Trotz dieser zwei allerseits respektierten Katalysatoren blieben Ultravox weiterhin im Abseits. „Ich mochte sie überhaupt nicht,“ erinnert sich Ure. Ende 1978 bereitete Island sich darauf vor, die Band fallenzulassen. Sie hatten beschlossen, daß die Gruppe wohl nie verkaufen werde, bis auf SYSTEMS…, das in den Charts immerhin auf Nummer 32 kam. Am 31. Dezember trennten sich Label und Band. Die ging ins Studio, erarbeitete neue Songs wie „He’s A Liquid“ und „Touch And Go“, lieh sich Geld und ging nach Amerika. Ihre ehemalige Vertragsfirma in England wunderte sich, daß sie dort drüben schon bei kurzer Vorankündigung für ausverkaufte Clubs sorgten. Zum Ende der Tour stieg lohn Foxx aus. Currie behauptet, er habe Grund dafür gegeben. „Ich bin ziemlich halsstarrig. Wir sind zusammengerasselt. Er wollte seine minimalistische Idee verfolgen, was überraschend ist, wenn man betrachtet, was er seitdem gemacht hat. Und ich wollte mehr entwickeln, wollte alles mehr öffnen. Mir gefiel nicht, daß er Ultravox als seine Band betrachtete.“
Simon ging ebenfalls, aber Ultravox waren immer noch nicht geschlagen. Ure kam dazu und in Ermangelung anderer Dinge wurden sie zur Popgruppe, die sie schon immer hätten sein sollen.

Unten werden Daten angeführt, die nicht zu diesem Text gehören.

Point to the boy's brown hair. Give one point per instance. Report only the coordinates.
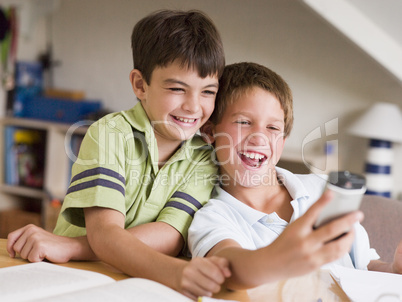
(169, 35)
(237, 79)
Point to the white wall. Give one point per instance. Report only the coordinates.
(330, 77)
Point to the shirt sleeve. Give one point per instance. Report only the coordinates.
(210, 227)
(98, 176)
(190, 196)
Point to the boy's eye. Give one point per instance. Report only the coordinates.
(243, 122)
(176, 89)
(274, 128)
(210, 92)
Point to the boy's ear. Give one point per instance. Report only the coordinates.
(138, 83)
(207, 132)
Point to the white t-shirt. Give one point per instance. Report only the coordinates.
(225, 217)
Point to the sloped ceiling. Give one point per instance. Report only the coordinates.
(373, 25)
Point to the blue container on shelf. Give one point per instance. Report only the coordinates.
(56, 110)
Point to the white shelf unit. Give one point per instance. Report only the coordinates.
(56, 166)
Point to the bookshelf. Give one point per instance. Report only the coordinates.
(28, 204)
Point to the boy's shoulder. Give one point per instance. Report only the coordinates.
(134, 117)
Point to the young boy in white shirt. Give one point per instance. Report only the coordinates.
(261, 217)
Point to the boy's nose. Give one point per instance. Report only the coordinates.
(191, 104)
(257, 139)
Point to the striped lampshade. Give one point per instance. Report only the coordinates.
(382, 124)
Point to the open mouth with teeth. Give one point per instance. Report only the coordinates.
(252, 159)
(185, 120)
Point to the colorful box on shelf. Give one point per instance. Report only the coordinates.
(56, 110)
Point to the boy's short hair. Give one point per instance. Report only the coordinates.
(239, 78)
(169, 35)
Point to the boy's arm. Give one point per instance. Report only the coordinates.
(35, 244)
(160, 236)
(297, 251)
(394, 267)
(119, 248)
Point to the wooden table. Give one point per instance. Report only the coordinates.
(309, 288)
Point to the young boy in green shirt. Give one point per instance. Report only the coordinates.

Am Schwanzende der Foxx-Ultravox noch hatte Cann begonnen, mit Zaine Griff zu arbeiten und Currie mit Visage. Und durch Visage traf Ure mit den Ultravox-Leuten zusammen. »Ich hatte entschieden, mich keiner anderen Gruppe mehr anzuschließen. Ich hatte es satt, zu versuchen, meine musikalischen Ideen an den Mann zu bringen und auch die verdammte Einstellung der Leute. Die Mauer, du warst bei Slik, das ist es. Ich dachte, zum Teufel damit, ich gehe in ein Studio und mache selbst etwas. Aber dann fing ich mit dieser Visage-Geschichte an, mit Rusty und den Jungs von Magazine und Billy. Ultravox waren gerade aus Amerika zurückgekommen. Ich konnte es nicht glauben, daß diese Band jemanden suchte, der singen und spielen konnte.“ Currie: „Damals fand ich den Gedanken, daß Ure sich der Band anschließen könnte, nicht so gut. Aber die Proben entwickelten sich gut. Und er war in einem Stadium, in dem er sich weiterentwickeln wollte und es gab keine Möglichkeit für ihn, seiner Vergangenheit nachzuhängen. Wir brauchten seine Solidität. Ich kam nie auf den Gedanken, daß er schnell wieder aussteigen könnte. Ich habe das sichere Gefühl, daß dies nicht etwas ist, was er nur anrührt und sich dann wieder verpißt. Vielleicht langweilt er sich in kurzer Zeit, aber ich gehe ihm nicht das Gefühl, daß ich ihn festhalten will. Wenn er will, kann er morgen gehen. Aber er ist definitiv ein Band-Mitglied.“
Ultravox hatten immer angestrebt, ihre Einflüsse zu etwas ähnlich Provokativen zu vermischen wie die frühen Roxy oder zu etwas, das ebenso herausfordernd ist wie die frühen Floyd. Sie bemühten sich so sehr, mehr zu sein, als nur eine Popgruppe. Ure hat ihren Anspruch auf eine realistische Ebene gebracht. Ure war niemals richtig da, Ultravox waren niemals richtig da und zusammen machen sie zwar unbedeutenden, aber gestylten synergetischen Pop.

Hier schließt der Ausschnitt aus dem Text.